There was a pop at that moment, a hollow pop that was choking with menace. It’s a hard sound to describe if you never heard a silencer. Joey Earp, who was looking at me, stopped looking at anything and he collapsed on the floor. Freddy Upson spun around, clawing for his gun, but the second pop was quicker. It was a staged trick, an astonishing illusion. At one moment there were two live Texans; the next moment, two dead ones. They lay there on the floor of the Metropolitan Museum of Art, Joey Earp with a hole in his white-on-white pleated shirt that had cost him $42.50 at Neiman-Marcus, and Freddy Upson with a hole between his eyes and his own Ne
iman-Marcus shirt untouched. Myself, I remained motionless, uncertain as to whether I was alive or dead, and unwilling to make any sudden motion that would precipitate one condition or the other. It seemed to me that I remained in just this position for quite a while, until a voice said, “All right, Harvey. Turn around—slow and steady, because it is better to be standing than slumbering there with those two slobs on the floor. Am I right, Harvey?”
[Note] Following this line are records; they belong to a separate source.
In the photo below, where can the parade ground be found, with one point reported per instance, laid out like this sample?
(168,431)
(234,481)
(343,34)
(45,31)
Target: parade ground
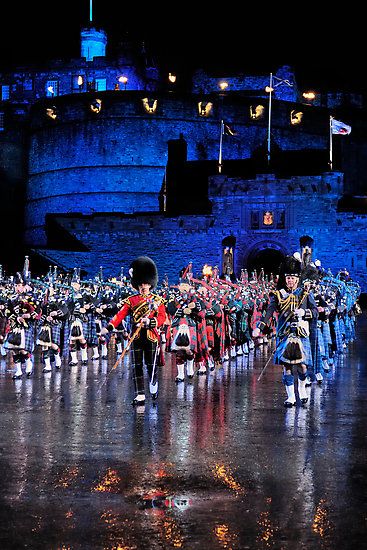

“Right. But I don’t carry a gun.”
“I know, Harvey. Just turn easy.”
I made a picture for myself of a glass of beer standing squarely on the top of my head, and then I turned so carefully that not one drop of the beer spilled—and came face to face with a man of thirty years or so, a well-knit, good-looking, brown-skinned, hard-faced man, dressed meticulously in what was probably a Brooks Brothers’ gray flannel suit and holding in his right hand a Luger pistol fitted with the newest, five-inch German silencer.
“All right, Harvey—right there. Hold it.”
“I don’t intend anything personal,” I said, “but you seem to know my name—”
“Harvey, they wired the hotel—we wired the hotel.”
“They?”
“The shmucks from Texas. Harvey, do I have to draw you a picture?”
“Then Cynthia was right. He was a real count—”
“He was a real count, Harvey. Gambion de Fonti, poor little bastard.”
“And you’re Valento Corsica.”
“Bright, Harvey. The boys said you are stupid. You’re not stupid. Maybe a little slow on the pickup, but not stupid, Harvey.”
“But no accent—the way you talk, the way you dress—”
“Harvey, the world changes. I spent four years at New York University—School of Commerce, business administration. A year of graduate work at Harvard. The rackets are different, buddy. We don’t intimidate—we administrate. And the rough stuff is gone—except at moments.”
“And this is a moment?”
“Well, what the hell do you think, Harvey? We hear this fat half-wit from Texas is bent on taking over, so we lay a little intriguing trail with poor Count Gambion. Who ever thought they’d knock over the poor little feller! Well, that’s the way it crumbles, but we didn’t push it that way. The fat man likes to own hotels, and we would have tied a financial knot around him that he would never unravel. But it didn’t go that way, and now I got you on my hands.”